Why do we need the KFN?
In Germany crime is felt to be a growing threat. Research into the causes, effects and control of punishable behaviour is therefore of increasing significance. However, these research questions cannot be satisfactorily answered with the theories and methods of one discipline alone. Appropriate criminological hypotheses can often only be formed by combining psychological explanations with sociological interpretations, while the actions of the controlling authorities and the effect of their decisions on the persons involved can only be fully analysed if lawyers and educators are also integrated in the research teams.
The universities, with their vertical division into separate faculties, offer too few opporunities for research teams to cooperate across subjects. The KFN is one of the few institutes in Germany which has succeeded in creating optimal conditions for the interdisciplinarity which is so essential in criminology. In addition, a small, independent research institute with its own business management can usually react more flexibly and quickly to topical problems than university departments which are tied by cumbersome bureaucratic machinery.

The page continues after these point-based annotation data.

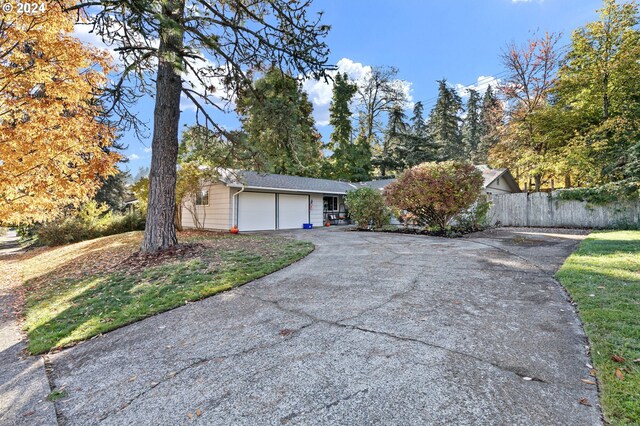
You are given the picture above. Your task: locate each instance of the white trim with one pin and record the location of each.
(302, 191)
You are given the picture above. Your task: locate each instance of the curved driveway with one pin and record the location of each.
(369, 329)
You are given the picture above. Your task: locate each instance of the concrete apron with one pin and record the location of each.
(370, 328)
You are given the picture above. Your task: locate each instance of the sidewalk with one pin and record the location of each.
(23, 382)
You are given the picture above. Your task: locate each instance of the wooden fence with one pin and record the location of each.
(545, 210)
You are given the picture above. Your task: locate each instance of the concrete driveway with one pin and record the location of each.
(369, 329)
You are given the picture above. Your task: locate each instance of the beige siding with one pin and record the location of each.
(216, 215)
(317, 217)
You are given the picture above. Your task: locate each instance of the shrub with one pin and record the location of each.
(433, 193)
(93, 220)
(367, 208)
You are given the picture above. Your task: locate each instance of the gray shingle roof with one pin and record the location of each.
(251, 179)
(257, 180)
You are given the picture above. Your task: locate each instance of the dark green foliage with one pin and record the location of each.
(603, 194)
(395, 147)
(114, 191)
(472, 126)
(367, 208)
(491, 115)
(340, 115)
(351, 160)
(93, 220)
(420, 149)
(598, 93)
(444, 123)
(277, 120)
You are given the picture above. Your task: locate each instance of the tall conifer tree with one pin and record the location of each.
(444, 123)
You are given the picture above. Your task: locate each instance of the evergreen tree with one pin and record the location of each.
(351, 160)
(394, 148)
(598, 93)
(444, 123)
(339, 113)
(420, 148)
(277, 120)
(472, 127)
(490, 119)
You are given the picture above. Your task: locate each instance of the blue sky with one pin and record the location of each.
(427, 40)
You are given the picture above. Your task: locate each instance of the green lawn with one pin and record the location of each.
(78, 291)
(603, 277)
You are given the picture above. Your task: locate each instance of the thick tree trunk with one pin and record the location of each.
(160, 231)
(537, 179)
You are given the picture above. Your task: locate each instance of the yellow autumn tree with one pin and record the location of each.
(53, 145)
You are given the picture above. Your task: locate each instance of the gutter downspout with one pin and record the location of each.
(233, 207)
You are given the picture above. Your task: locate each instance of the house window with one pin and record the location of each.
(202, 198)
(331, 204)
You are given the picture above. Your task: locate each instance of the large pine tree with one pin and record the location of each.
(351, 160)
(472, 127)
(277, 119)
(444, 123)
(491, 115)
(420, 148)
(392, 155)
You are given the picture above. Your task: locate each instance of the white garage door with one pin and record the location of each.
(293, 211)
(256, 211)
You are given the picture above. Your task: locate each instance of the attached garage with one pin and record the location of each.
(266, 211)
(256, 211)
(293, 211)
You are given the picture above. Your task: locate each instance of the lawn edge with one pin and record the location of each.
(22, 319)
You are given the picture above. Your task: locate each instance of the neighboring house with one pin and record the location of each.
(259, 202)
(498, 181)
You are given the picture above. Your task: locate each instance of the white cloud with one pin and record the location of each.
(480, 85)
(320, 91)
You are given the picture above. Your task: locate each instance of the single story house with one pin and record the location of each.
(257, 202)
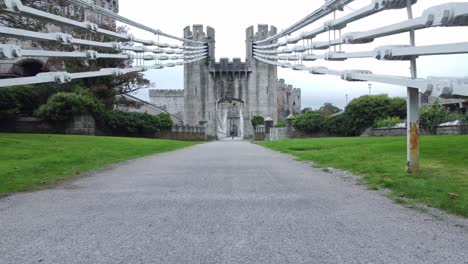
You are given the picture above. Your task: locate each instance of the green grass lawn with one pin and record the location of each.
(29, 162)
(382, 162)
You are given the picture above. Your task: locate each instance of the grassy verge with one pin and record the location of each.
(29, 162)
(443, 182)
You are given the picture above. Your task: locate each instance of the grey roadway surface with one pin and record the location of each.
(222, 202)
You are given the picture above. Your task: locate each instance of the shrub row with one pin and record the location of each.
(121, 123)
(360, 114)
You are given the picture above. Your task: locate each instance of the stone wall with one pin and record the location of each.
(280, 133)
(401, 132)
(209, 85)
(289, 100)
(79, 125)
(171, 101)
(184, 133)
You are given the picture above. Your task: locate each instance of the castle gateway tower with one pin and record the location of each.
(224, 96)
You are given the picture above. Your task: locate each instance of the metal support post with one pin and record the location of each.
(413, 110)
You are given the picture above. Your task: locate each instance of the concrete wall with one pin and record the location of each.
(79, 125)
(145, 107)
(171, 101)
(251, 86)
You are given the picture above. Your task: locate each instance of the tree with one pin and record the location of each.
(329, 109)
(431, 117)
(364, 111)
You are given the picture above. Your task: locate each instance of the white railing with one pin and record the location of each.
(280, 52)
(146, 52)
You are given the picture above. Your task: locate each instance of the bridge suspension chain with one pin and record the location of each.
(147, 53)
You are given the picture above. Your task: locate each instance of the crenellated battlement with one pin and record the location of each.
(198, 32)
(166, 93)
(225, 65)
(263, 31)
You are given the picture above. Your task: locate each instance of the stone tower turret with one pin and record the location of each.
(196, 76)
(263, 82)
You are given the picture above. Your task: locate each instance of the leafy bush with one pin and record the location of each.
(431, 117)
(364, 111)
(258, 121)
(63, 106)
(311, 122)
(134, 124)
(387, 122)
(280, 124)
(338, 125)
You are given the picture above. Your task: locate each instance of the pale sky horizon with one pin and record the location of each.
(231, 20)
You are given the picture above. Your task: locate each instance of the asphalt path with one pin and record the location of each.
(221, 202)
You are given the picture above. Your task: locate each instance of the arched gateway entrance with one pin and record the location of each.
(230, 118)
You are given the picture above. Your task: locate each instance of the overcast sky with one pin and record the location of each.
(231, 18)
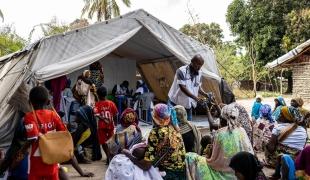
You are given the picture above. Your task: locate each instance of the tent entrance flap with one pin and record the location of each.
(83, 59)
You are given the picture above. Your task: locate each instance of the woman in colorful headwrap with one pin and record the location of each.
(228, 140)
(287, 138)
(247, 166)
(302, 164)
(287, 167)
(279, 102)
(298, 103)
(123, 168)
(190, 134)
(127, 133)
(96, 76)
(262, 128)
(165, 148)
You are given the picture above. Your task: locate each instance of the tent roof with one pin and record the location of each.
(136, 34)
(290, 56)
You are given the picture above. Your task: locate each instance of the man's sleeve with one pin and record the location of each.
(180, 77)
(150, 153)
(115, 111)
(31, 127)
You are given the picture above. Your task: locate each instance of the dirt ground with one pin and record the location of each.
(99, 167)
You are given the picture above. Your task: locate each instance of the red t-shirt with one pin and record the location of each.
(49, 121)
(106, 110)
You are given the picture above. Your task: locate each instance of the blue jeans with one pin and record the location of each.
(188, 111)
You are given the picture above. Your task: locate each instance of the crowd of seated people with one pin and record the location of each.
(174, 148)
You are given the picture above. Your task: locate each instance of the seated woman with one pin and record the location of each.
(279, 102)
(127, 133)
(262, 128)
(256, 106)
(247, 166)
(228, 140)
(302, 164)
(86, 134)
(287, 137)
(190, 134)
(298, 103)
(243, 120)
(165, 148)
(122, 168)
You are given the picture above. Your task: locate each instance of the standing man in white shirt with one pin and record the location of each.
(187, 85)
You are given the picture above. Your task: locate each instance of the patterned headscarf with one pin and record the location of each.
(291, 113)
(266, 112)
(230, 113)
(299, 101)
(281, 101)
(129, 117)
(181, 114)
(161, 114)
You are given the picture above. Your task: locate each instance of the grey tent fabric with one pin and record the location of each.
(62, 54)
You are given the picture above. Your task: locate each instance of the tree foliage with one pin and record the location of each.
(210, 34)
(297, 28)
(262, 23)
(10, 41)
(232, 65)
(104, 9)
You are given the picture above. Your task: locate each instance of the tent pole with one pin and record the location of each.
(281, 82)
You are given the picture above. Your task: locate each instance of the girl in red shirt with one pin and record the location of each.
(106, 111)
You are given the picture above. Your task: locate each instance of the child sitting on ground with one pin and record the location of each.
(106, 111)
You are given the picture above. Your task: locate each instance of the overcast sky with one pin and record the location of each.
(24, 14)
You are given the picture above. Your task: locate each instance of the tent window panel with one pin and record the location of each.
(159, 76)
(212, 85)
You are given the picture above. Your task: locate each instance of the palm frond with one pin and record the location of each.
(1, 15)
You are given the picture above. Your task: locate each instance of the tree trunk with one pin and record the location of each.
(254, 78)
(253, 63)
(289, 83)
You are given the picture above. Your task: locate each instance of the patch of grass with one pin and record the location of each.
(269, 94)
(245, 94)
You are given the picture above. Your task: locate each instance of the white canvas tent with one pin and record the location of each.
(156, 48)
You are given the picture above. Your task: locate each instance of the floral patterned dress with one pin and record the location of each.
(164, 142)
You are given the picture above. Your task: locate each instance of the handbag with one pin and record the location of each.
(55, 147)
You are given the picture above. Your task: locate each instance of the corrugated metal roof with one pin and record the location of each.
(289, 56)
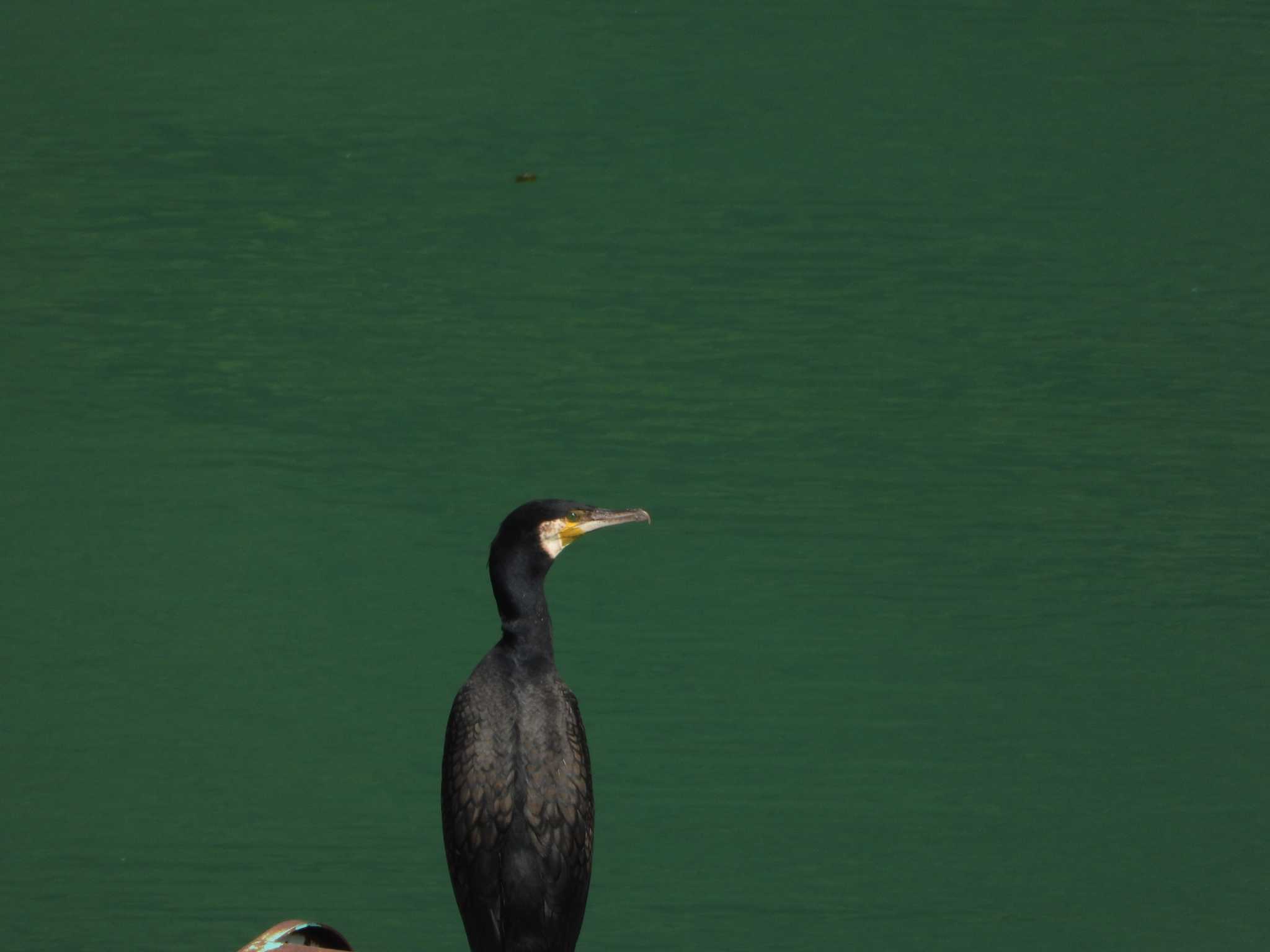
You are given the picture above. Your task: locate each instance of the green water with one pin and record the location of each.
(934, 338)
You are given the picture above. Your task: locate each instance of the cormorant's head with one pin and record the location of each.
(550, 524)
(528, 541)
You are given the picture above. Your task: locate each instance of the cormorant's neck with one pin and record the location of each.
(518, 579)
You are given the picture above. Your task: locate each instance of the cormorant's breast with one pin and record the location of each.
(517, 806)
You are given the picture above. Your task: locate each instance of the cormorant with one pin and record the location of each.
(516, 805)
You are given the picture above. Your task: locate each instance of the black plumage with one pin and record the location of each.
(516, 796)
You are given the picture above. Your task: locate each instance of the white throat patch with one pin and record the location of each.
(549, 536)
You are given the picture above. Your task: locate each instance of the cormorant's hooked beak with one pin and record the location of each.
(558, 534)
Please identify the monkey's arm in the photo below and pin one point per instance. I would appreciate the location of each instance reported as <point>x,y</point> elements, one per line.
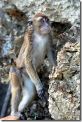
<point>34,76</point>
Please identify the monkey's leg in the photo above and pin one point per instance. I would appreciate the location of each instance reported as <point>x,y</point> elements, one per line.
<point>15,78</point>
<point>29,92</point>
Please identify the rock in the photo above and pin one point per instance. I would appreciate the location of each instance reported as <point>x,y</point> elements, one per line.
<point>64,92</point>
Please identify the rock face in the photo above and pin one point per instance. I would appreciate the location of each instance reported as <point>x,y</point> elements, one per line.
<point>64,86</point>
<point>64,83</point>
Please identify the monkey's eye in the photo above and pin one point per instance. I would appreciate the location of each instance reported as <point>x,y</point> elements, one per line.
<point>47,20</point>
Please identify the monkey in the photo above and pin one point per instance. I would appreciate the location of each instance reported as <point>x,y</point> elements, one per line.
<point>25,82</point>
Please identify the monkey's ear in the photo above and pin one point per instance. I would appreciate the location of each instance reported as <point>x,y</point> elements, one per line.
<point>60,27</point>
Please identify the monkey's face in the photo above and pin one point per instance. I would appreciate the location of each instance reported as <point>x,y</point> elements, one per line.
<point>42,25</point>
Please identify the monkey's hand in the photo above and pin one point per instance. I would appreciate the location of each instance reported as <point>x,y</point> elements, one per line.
<point>41,93</point>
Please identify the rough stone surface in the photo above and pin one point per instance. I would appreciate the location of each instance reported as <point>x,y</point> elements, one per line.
<point>63,96</point>
<point>64,86</point>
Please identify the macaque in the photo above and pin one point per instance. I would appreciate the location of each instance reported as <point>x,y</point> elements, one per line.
<point>25,82</point>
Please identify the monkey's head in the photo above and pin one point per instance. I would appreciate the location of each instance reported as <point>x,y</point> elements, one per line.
<point>41,24</point>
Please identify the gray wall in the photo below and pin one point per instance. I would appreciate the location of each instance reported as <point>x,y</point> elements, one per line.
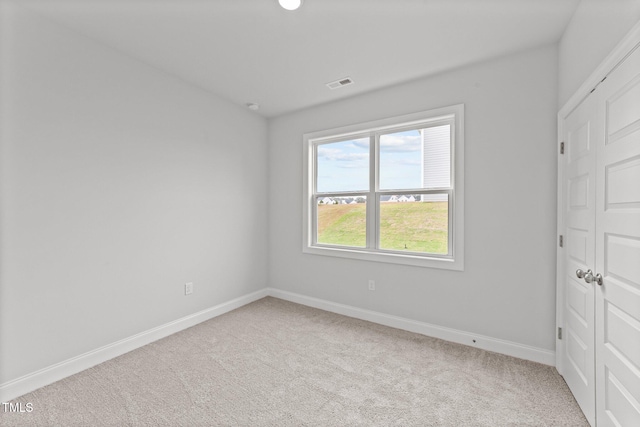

At the same time, the KFN's team structure gives it the necessary staying power for long-term projects (such as the completed project "The Consequences of Incarceration" and the current project "Crime Registered by the Police in the Lower Saxony"). And finally, as a result of concentrating on empirical field research, the KFN has more intensive and more frequent outside contacts than is usually the case with university academics. The KFN is thus in a position to assume the role of mediator between criminological science on the one hand and practice and politics on the other, and thus to contribute to an effective criminological policy based on scientific knowledge.